I’ll bet the answer is rarely yes. I know… too much business to do … too little time for a meeting that must finish in an hour … too many reports to hear.
Ralph Waldo Emerson said, “The world belongs to the enthusiastic.”
Nothing could be truer in the nonprofit world. Our work brings us in contact with thousands of volunteers, donors and staff members who would describe themselves as enthusiastic about the work of the organization. But sitting around the board table with them or listening to them talk, it would be hard to believe of most of them.
In that case, don’t be surprised if the people listening – like prospective donors – stop listening very early in the conversation. If you don’t communicate passion, commitment and enthusiasm for your work, how can others become excited about what you do?
Let’s think about a few tips to help communicate enthusiasm.
Smile. Sounds simple but I look around a board table and rarely see a smile when anybody is talking. Neither the speaker nor the listeners. A smile animates your face and says you are enjoying the conversation and are excited about what you are discussing. Haven’t you noticed that when you smile, the people you talk to, or even just pass in the street, smile back at you?
Tell stories. You’ve heard this about everything you do. That’s because it’s true. Stories are the greatest communication vehicle in your arsenal – for prospects, current donors, colleagues, board members and volunteers. Everybody.
People listen to stories. They get engaged in them. They relate to them. Who wants to be lectured? You have lots of stories about your work. Be sure to help board members learn them too, by sharing some at each board meeting. I bet they will remember them better than the financial report.
Body language communicates. When talking you communicate as much with your body as your words. Folded arms communicates negatively in many ways. It builds a barrier between people. We may laugh at people who “talk with their hands” but we listen to them better than lecturers who don’t move anything other than their lips.
If you are talking with a group, move around a bit. If you can mingle around the tables it indicates your interest in your audience as people. If you must be at a podium for volume, step aside from time to time. It creates a feeling of closeness without the podium in front of you.
Although it may be dangerous or politically incorrect a friendly touch can build rapport in a heartbeat. Be smart about when and with whom you reach out to touch, but a friendly pat on the arm as you sit with folks can be very heartwarming.
Change your voice. Voice is the most critical tool when talking with others. Duh! But do you vary from soft to loud when you are expressing excitement? A loud voice says excitement and energy. A soft voice always draws attention as people move a bit to be sure they hear you.
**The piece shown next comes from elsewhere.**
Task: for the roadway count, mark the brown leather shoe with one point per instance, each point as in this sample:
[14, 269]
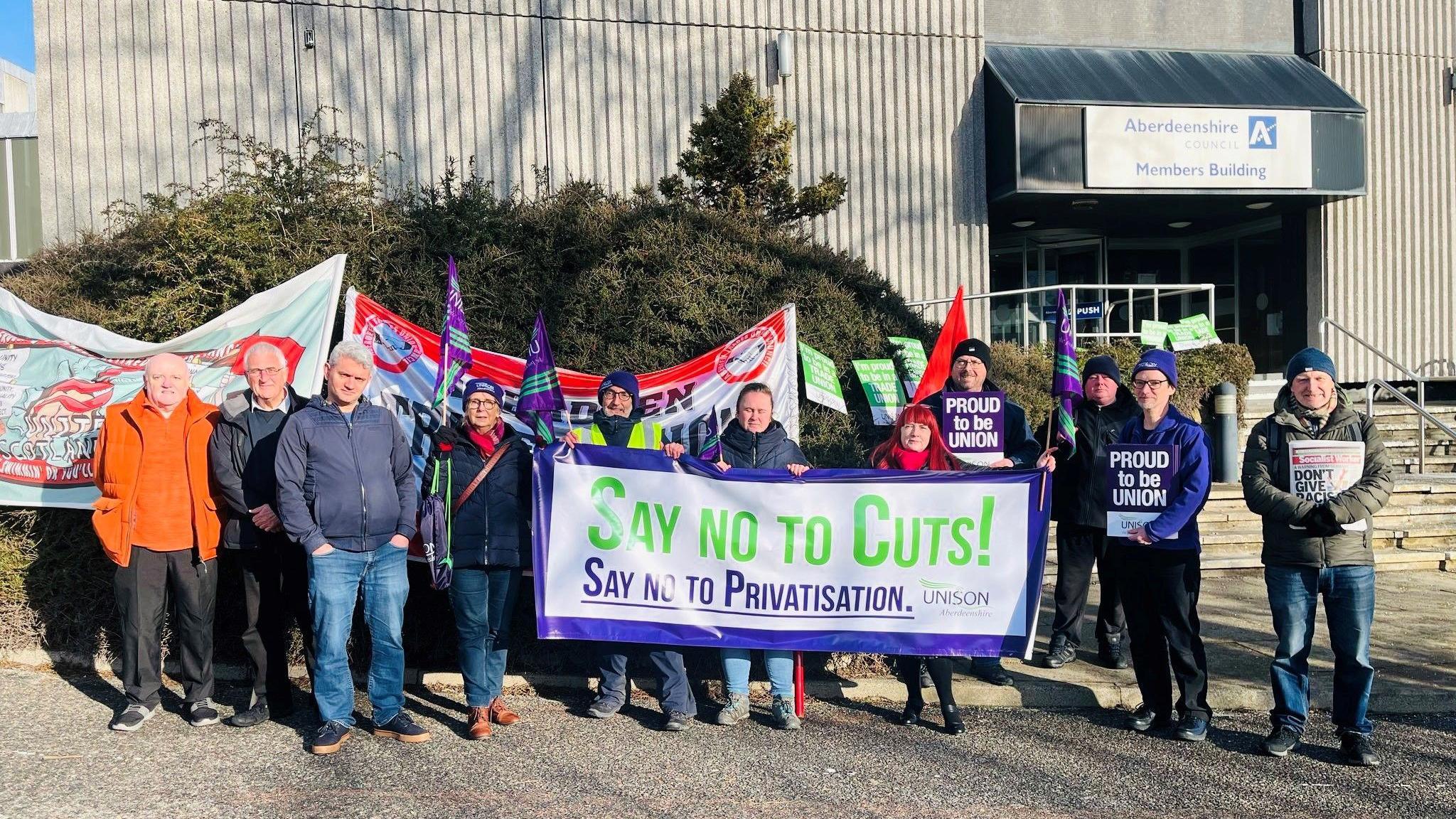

Try watching yourself on a video sometime. You’ll be amazed. Even if it’s just your head taken as a selfie on your phone. Do you like what your face communicates? If not, these tips may help.
Your board members can’t be enthusiastic if they are bored. Your behavior can model how to communicate your message. When things get dull, take a one minute break to practice facial expressions … exaggerated ones! At least it will make everybody smile, if not laugh.